The resulting reduced flow area below the packer increases velocities and lowers the critical-rate requirement. Fluid is directed above the packer and lifted to the surface via the operating valve directly above the packer.

Annular flow with IM gas lift

This option is suitable for wells producing moderate fluid rates where it is not possible to effectively unload using a plunger system or a cap string. It is best applied where the bottom zone or zones are known to be strong contributors to overall flow.

One of the disadvantages of this approach is that it is not possible to perform slick-line operations unless the tubing string is pulled. In addition, it is very important to determine flow area requirements properly, as friction pressure could hinder production (similar to a dead-string design). Finally, the technique may not be viable if CO2 or H2S are present or a corrosive environment exists and exposure to the casing is not recommended.

However, there are substantial advantages too:
• Effective unloading of the entire interval is possible;
• Injection pressure is contained in the tubing and kept off the formation;
• The lowest flowing bottomhole pressure is achieved based on the fact that the fluid is being cleared as deep as possible;
• Chemicals and surfactants can be introduced into the system through the gas-lift valves;
• Solids aren’t a problem; and
• Unloading periods are shorter since the tubing is dry – only the casing is filled with fluid.

In this approach, concentric mandrels with internally mounted valves are used with injection down the tubing. In this way, injection gas can be introduced as low as possible in the perforated interval, with flow up the annulus.
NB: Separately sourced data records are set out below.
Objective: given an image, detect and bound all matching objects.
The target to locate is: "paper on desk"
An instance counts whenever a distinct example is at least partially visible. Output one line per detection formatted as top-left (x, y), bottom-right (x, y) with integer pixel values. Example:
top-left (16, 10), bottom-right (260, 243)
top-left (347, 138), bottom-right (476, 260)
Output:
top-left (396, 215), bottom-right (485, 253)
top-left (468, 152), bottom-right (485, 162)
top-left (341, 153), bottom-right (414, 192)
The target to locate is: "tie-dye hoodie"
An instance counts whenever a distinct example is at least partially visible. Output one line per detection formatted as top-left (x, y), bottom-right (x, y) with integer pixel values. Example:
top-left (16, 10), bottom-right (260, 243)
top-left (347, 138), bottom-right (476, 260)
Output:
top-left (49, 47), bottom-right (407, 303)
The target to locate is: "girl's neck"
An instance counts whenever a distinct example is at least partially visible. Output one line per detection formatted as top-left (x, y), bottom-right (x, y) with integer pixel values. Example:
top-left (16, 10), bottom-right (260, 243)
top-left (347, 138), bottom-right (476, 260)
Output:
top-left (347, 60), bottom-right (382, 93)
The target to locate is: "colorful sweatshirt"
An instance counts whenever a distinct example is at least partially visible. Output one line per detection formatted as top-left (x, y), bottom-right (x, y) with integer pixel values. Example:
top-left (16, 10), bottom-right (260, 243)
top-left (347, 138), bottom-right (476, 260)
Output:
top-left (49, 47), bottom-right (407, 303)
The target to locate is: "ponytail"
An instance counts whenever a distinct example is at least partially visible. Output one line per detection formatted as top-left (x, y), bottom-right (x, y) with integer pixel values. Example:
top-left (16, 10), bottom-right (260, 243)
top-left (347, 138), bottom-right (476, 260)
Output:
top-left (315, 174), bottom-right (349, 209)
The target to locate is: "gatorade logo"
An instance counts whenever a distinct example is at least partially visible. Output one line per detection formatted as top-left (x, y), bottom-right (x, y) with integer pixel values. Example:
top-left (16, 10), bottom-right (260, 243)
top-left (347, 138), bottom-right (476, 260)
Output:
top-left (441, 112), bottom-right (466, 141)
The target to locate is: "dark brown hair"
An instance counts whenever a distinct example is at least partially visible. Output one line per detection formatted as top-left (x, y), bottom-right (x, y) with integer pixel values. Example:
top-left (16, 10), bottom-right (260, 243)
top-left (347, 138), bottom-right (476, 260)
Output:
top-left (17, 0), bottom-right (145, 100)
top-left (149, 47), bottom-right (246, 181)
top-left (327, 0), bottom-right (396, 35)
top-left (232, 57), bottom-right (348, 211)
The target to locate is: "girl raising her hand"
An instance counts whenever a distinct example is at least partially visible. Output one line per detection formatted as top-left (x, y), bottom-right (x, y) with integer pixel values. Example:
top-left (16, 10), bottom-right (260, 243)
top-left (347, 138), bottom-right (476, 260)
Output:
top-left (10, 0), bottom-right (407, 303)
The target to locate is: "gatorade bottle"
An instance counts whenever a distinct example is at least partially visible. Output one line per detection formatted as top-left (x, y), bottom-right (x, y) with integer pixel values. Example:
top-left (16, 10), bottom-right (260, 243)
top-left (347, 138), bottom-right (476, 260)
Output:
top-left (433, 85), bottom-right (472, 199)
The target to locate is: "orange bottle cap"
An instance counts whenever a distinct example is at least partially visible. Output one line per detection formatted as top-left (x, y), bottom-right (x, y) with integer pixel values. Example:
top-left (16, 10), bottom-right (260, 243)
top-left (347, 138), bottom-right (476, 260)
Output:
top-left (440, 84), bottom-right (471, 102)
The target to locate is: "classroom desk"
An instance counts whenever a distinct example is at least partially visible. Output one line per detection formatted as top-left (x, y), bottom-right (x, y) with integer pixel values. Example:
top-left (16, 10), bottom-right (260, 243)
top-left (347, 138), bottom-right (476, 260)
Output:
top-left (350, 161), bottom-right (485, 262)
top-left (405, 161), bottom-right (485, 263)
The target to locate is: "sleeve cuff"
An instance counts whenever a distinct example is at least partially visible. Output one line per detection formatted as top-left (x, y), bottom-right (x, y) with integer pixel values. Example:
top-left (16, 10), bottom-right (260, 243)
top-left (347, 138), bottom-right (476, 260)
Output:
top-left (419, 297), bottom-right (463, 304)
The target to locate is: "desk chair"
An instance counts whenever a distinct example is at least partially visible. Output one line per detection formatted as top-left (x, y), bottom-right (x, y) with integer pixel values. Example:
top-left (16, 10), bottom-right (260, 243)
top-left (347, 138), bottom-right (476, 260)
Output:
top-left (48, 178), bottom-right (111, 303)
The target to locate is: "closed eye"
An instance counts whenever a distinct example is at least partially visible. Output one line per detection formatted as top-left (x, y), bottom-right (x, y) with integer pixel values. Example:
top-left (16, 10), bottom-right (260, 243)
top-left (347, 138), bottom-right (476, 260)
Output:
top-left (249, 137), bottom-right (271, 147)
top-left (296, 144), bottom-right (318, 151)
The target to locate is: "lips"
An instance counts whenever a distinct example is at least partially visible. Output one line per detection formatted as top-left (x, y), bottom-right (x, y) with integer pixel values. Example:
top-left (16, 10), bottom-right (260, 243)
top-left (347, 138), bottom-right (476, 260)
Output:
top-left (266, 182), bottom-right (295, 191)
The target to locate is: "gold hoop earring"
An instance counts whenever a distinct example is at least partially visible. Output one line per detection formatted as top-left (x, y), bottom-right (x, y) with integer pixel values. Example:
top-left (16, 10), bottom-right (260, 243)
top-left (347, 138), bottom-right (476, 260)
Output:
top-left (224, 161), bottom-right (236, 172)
The tubing also is used as a reduction string, improving velocities in the annulus and helping reduce the critical rate requirement. Note that the system does not require as many valves as are required with other approaches — the tubing string is dry to begin with — and no unloading valves are necessary.

Dip tube gas injection

This technique is suitable for horizontal wells that are producing too much fluid for a plunger system to be effective, i.e., the plunger cannot get deep enough to lift fluid. The main design parameters for the system are fluid rate and reservoir pressure.

One of the major disadvantages to this system is that it is not possible to perform slick-line operations unless the tubing string is pulled. Solids can be a problem, due to washing of the standing valve or plugging of the slotted pup. The system is also fluid-rate restricted, so it is best suited for wells producing less than 200 bbl/MMcf/d.

Advantages to the system are that it creates a more consistent inflow from the reservoir and effectively reduces flowing bottomhole pressure. Both cases result in increased production. This is a contained system below the packer; so injection gas is kept off the formation. And the system is able to operate at lower than normal reservoir pressures (minimum of 400 psi).

Injection flows down the casing to a special hanger mandrel above the tubing (Figure 3). Gas is then injected through the valve into a smaller dip tube, landed below the packer. The production tubing extends below the packer into the horizontal section (typically 700 ft MD). Section length actually is dependent on the deviation of the horizontal section, and ideally extends into the 90° section where fluid is suspected to be accumulating. The dip-tube string is typically 1 in. to 11?4 in. in-line pipe. By introducing gas injection deeper into the leg, the amount of injection is less than it would be if it were done above the packer only.

The dip tube is equipped with a standing valve and slotted nipple or pup joint. The standing valve allows fluid to enter into the tubing without surging back. Dip tube injection assists the fluid up past the packer and into the tubing string to the surface. The tubing below the packer also assists in bringing better velocity deeper into the well.

Final words

Success at increasing the performance of gas wells using artificial lift methods begins with accurate collection of well data, including reservoir and surface
pressures, and production history. With so many options available, improved production and reduced operating costs requires thoughtful first-time selection of the correct artificial lift means. Understanding the parameters for successful application of each artificial lift method ensures substantial benefits.